Black Sea states to surpass US in wheat exports


Kazakhstan, Russia and Ukraine look set to raise wheat exports by one half to more than 50 million tonnes by the end of the decade, overtaking US, the biggest exporter since World War II, according to a USDA report.


US's share of world wheat exports will fall to 16% from an average of 24% over the last decade, with Canada and Europe, although not Australia, also set to lose ground.


However, such forecasts could fall foul of the weaker wheat prices which a jump in Black Sea harvests may cause, or of a dearth in transport and elevator space, especially in the outlying regions whose adoption of grains would be crucial to raising output.


Furthermore, attempts to reverse a dramatic decline in livestock production since Soviet times, when the region imported grain and oilseeds, may soak up domestically considerable quantities of grain.

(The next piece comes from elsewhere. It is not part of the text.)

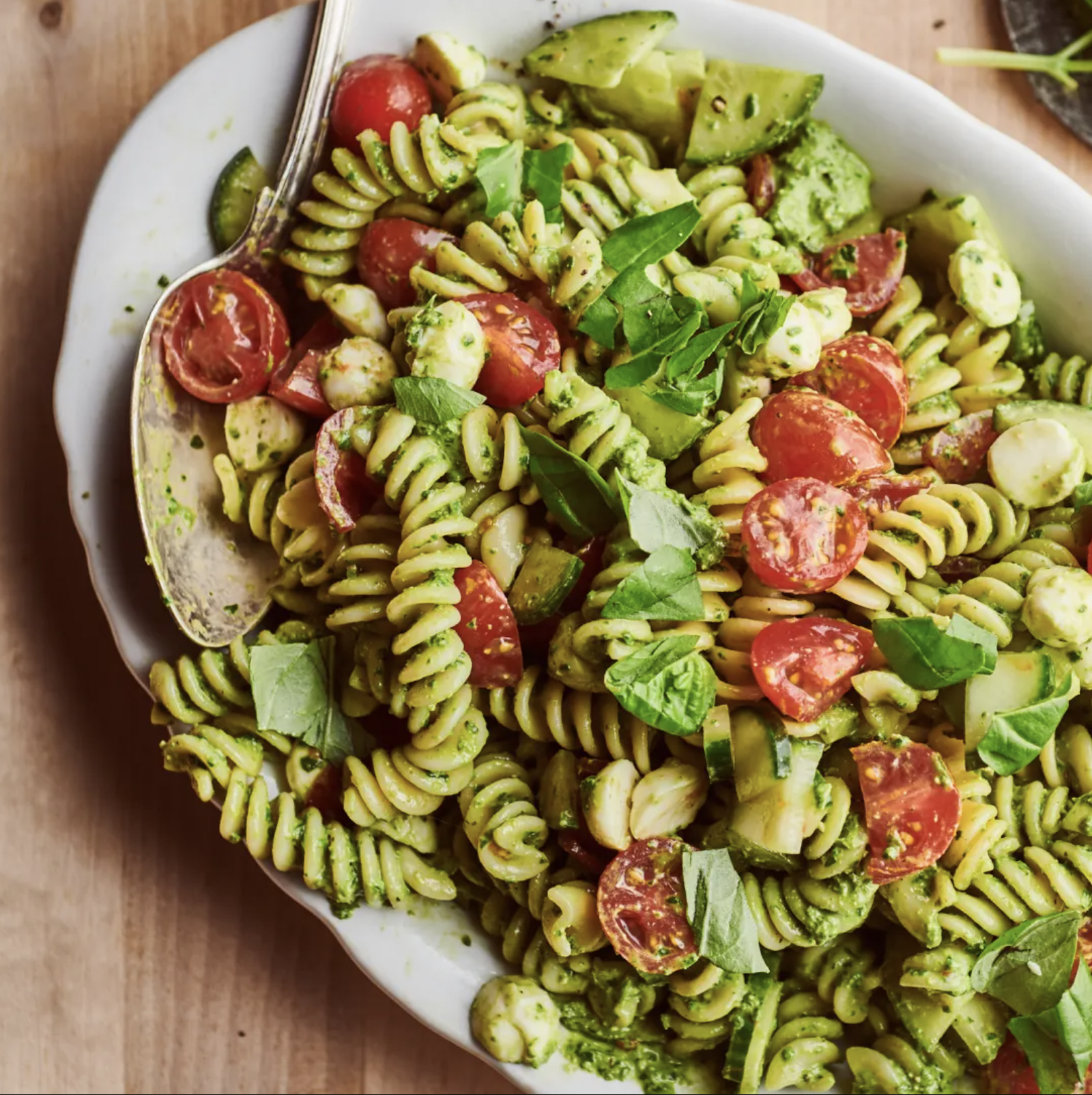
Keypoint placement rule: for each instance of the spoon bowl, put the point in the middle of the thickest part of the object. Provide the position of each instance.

"Of all the major grain-producing countries, Russia, Ukraine, and Kazakhstan appear to have the most potential to substantially increase wheat production and exports," the USDA said.


"Yet uncertainty exists as to the degree to which the three former Soviet Union countries will increase their wheat exports."

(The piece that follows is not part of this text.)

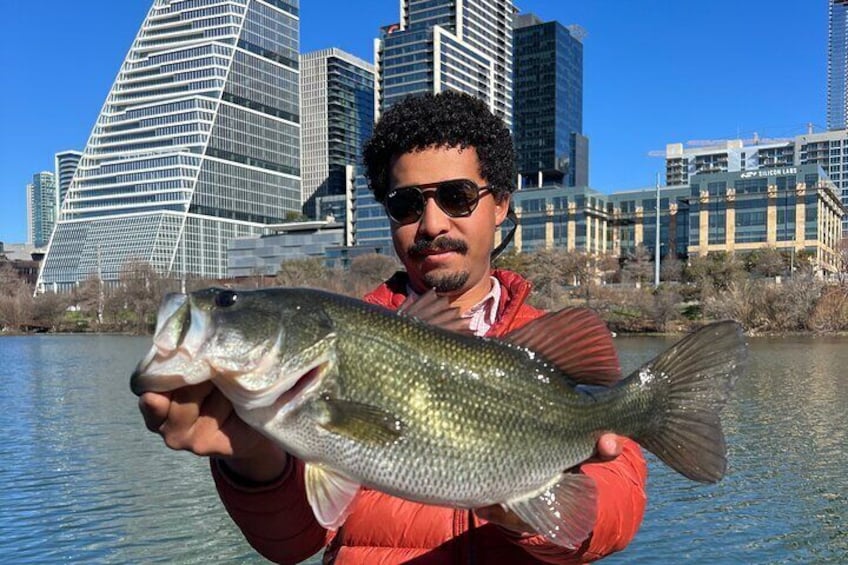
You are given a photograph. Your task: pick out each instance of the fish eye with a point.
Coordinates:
(226, 298)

The briefing also flagged doubts over the nations' reliability as exporters after attempting to restrict or ban shipments during the 2006-08 spike in farm commodity prices.


Increased sowings provided much of the scope for the Black Sea states to raise production, while yields will also rise, helped by increased use of fertiliser and the expansion of efficient corporate farms. Russian yields are expected to jump by 20% by 2019, and those in Ukraine by 17%.


Improvements over the past decade had also been helped by benign weather and a switch to autumn sown wheat, which typically yields more than spring-planted grain.